Albert Einstein, Our Debt to Zionism 1938
In early March in Israel’s conscience newspaper Haaretz, theologian Cornel West voiced concern for the future of democracy in Israel. Earlier in the month the Knesset adopted a new law denying entry to foreigners who call for a boycott of Israel or the settlements The legislation, he suggests, is a betrayal of a tradition of Jewish philosophers committed to human rights, such as Rabbi Abraham Joshua Heschel, a Jewish theologian who marched with Martin Luther King, Jr. in Selma.
Dr.West’s comments were not reported in North America.
“lt’s a sign of panic, a sign of hysteria, a very sad response to an intense situation,” said West. “Rabbi Abraham Joshua Heschel would turn in his grave thinking about the spiritual blackout that is occurring in Israel. Einstein turns over in his grave, too.” Both Rabbi Heschel and Einstein, he says, “had deep commitment to Jewish self-determination, Jewish self-respect, but always had a universal vision, and embraced Arabs, Palestinians and others.
“With this particular act, Einstein could not go to Israel. Rabbi Abraham Joshua Heschel, if he were alive, and had a critique of the occupation, or said people have a right to boycott, he could not go. Does this mean that Israel actually is ready to turn its back on some of its prophetic figures, who themselves were Jewish?… it’s a sad moment when an Einstein would not be able to get into the country of his own people.”

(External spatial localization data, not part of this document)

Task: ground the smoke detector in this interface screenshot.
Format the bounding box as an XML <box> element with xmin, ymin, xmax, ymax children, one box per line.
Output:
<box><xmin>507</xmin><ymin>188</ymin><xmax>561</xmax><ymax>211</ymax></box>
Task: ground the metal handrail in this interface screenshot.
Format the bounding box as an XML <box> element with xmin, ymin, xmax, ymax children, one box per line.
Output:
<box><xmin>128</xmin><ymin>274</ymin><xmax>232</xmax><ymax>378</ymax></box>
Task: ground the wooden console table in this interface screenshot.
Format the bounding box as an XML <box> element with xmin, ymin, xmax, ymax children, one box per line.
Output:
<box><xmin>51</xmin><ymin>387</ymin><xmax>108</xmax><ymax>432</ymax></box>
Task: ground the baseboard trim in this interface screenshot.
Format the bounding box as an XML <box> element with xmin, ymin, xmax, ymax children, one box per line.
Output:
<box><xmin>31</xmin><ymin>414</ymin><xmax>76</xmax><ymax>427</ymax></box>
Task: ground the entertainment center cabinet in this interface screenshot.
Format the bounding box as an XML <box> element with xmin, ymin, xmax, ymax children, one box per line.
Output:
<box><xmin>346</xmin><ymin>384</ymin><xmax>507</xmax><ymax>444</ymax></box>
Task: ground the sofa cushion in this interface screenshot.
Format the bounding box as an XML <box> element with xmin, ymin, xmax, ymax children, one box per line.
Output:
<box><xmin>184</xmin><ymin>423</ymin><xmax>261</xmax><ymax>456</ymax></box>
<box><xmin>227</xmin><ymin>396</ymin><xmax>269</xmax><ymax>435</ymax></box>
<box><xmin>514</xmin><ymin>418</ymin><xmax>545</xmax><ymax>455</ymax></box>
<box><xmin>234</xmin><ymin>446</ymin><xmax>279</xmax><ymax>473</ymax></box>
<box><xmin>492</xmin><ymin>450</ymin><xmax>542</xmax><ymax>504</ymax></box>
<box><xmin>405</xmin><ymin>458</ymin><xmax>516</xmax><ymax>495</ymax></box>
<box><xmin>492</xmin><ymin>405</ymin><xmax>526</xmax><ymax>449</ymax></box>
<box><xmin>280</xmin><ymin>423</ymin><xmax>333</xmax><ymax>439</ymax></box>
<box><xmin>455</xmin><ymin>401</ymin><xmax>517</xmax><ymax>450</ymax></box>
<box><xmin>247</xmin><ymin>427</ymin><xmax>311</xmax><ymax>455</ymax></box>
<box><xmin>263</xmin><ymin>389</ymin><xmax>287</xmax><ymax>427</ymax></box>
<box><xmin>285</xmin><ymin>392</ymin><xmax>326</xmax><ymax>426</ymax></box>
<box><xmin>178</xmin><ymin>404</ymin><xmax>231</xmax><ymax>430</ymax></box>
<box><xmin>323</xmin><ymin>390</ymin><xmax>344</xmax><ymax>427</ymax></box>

West has publicly supported BDS for years, and as such, is one of the prominent public figures who could be denied entry under the new law. “BDS is not a homogenous movement,” he said. “There are a lot of different voices, but it is the only non-violent response I can see to the very ugly occupation, and I would do exactly the same if there was a Palestinian occupation of Jews. It’s a moral issue, a spiritual issue”.
Asked whether he would consider visiting Israel to speak about BDS and the occupation, in spite of his support for a boycott, West says he would have, before the ban. “I could not get in now. But I consider Israelis my brothers and sisters, whether they are Jewish or Arab, just as I consider Palestinians, who are wrestling with the Israeli occupation”. The law “shows that BDS is getting stronger but it also shows that any critique of the settlements, any critique of the ugly occupation is grounds for excluding people from the country,” he said.
Abraham Joshua Heschel
“What about the people inside the country?,” he asked. “Are you going to have internal aliens? Critics of the occupation, people who live right there, in Tel Aviv, are you going to say they don’t have the right to be inside their own country? That is what authoritarian regimes do. It’s just sad to see Israel move more and more in that authoritarian direction…Is the occupation now devouring the very democratic soul of Israel itself? That is the kind of question that Albert Einstein would raise, that Rabbi Heschel would raise, that Gertrude Stein would raise, that Susan Sontag would raise, these are questions inside the context of Jewish life.”